Surgeon General of the United States of America
Chapter 2
Overview of Consumer and Family Movements
Origins and Goals of Consumer Groups
The consumer movement arose as a protest in the 1970s by
former patients of mental hospitals. Their antecedents trace back to the 19th
century, when a handful of individuals recovered enough to write exposés
expressing their outrage at the indignities and abuses inside mental hospitals.
The most persuasive former patient was Clifford Beers, whose classic book, A
Mind That Found Itself (1908), galvanized the mental hygiene reform movement (Grob,
1994). Beers was among the founders of the National Committee on Mental Hygiene,
an advocacy group that later was renamed the National Mental Health Association.
This group focuses on linking citizens and mental health professionals in
broad-based prevention of mental illness.
With the advent of deinstitutionalization in the 1950s, increasing numbers of
former patients of mental hospitals began to forge informal ties in the
community. By the 1960s, the civil rights movement inspired former patients to
become better organized into what was then coined the mental patients’
liberation movement (Chamberlin, 1995). Groups of patients saw themselves as
having been rejected by society and robbed of power and control over their
lives. To surmount what they saw as persecution, they began to advocate for
self-determination and basic rights (Chamberlin, 1990; Frese & Davis, 1997). The
posture of these early groups was decidedly militant against psychiatry, against
laws favoring involuntary commitment, and often against interventions such as
electroconvulsive therapy and antipsychotic medications (Lefley, 1996; Frese,
1998). Groups called Alliance for the Liberation of Mental Patients, the Insane
Liberation Front, and Project Release met in homes and churches, drawing their
membership from those with firsthand experiences with the mental health system.
Largely unfunded, they sustained their membership by providing peer support,
education about services in the community, and advocacy to help members access
services and to press for reforms (Furlong-Norman, 1988).
The book On Our Own (1978) by former patient Judi Chamberlin was a benchmark in
the history of the consumer movement. Consumers and others were able to read in
the mainstream press what it was like to have experienced the mental health
system. For many consumers, reading this book was the beginning of their
involvement in consumer organizations (Van Tosh & del Vecchio, in press). Early
consumer groups, although geographically dispersed, voluntary, and independent,
were linked through the newsletter Madness Network News, which continued
publication from 1972 to 1986. During the same era, the Conference on Human
Rights and Against Psychiatric Oppression was established and met annually from
1973 through 1985 (Chamberlin, 1990).

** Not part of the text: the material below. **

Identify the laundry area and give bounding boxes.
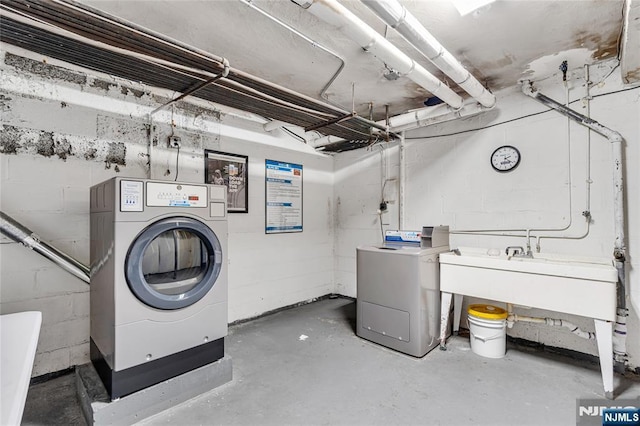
[0,0,640,425]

In 1978, early consumer groups gained what
they perceived as their first official acknowledgment from the highest levels of
government. The President’s Commission on Mental Health stated that “. . .

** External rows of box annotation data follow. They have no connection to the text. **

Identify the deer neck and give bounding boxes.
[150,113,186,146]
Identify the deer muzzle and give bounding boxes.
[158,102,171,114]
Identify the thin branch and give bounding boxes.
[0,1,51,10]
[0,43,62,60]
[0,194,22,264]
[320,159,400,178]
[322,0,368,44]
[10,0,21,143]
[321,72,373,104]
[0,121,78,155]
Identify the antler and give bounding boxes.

groups composed of individuals with mental or emotional problems are being
formed all over the United States” (President’s Commission on Mental Health,
1978, pp. 14–15). To date, racial and ethnic minority group members are
underrepresented within the consumer movement proportionate to their growing
representation in the U.S. population. There is a need for more outreach and
involvement of consumers representing the special concerns of racial and ethnic
minorities.
The advocacy positions of consumers have dealt with the role of involuntary
treatment, self-managed care, the role of consumers in research, the delivery of
services, and access to mental health services. By 1985, consumer views became
so divergent that two groups emerged: The National Association of Mental
Patients27 and the National Mental Health Consumers’ Association. The former
opposed all forms of involuntary treatment, supported the prohibition of
electroconvulsive therapy, and rejected psychotropic medications and
hospitalization. The latter organization held more moderate views for improving
rather than eschewing the mental health service system (Lefley, 1996; Frese,
1998). Both groups eventually disbanded, but the differences of opinion that
they reflected became deeply entrenched.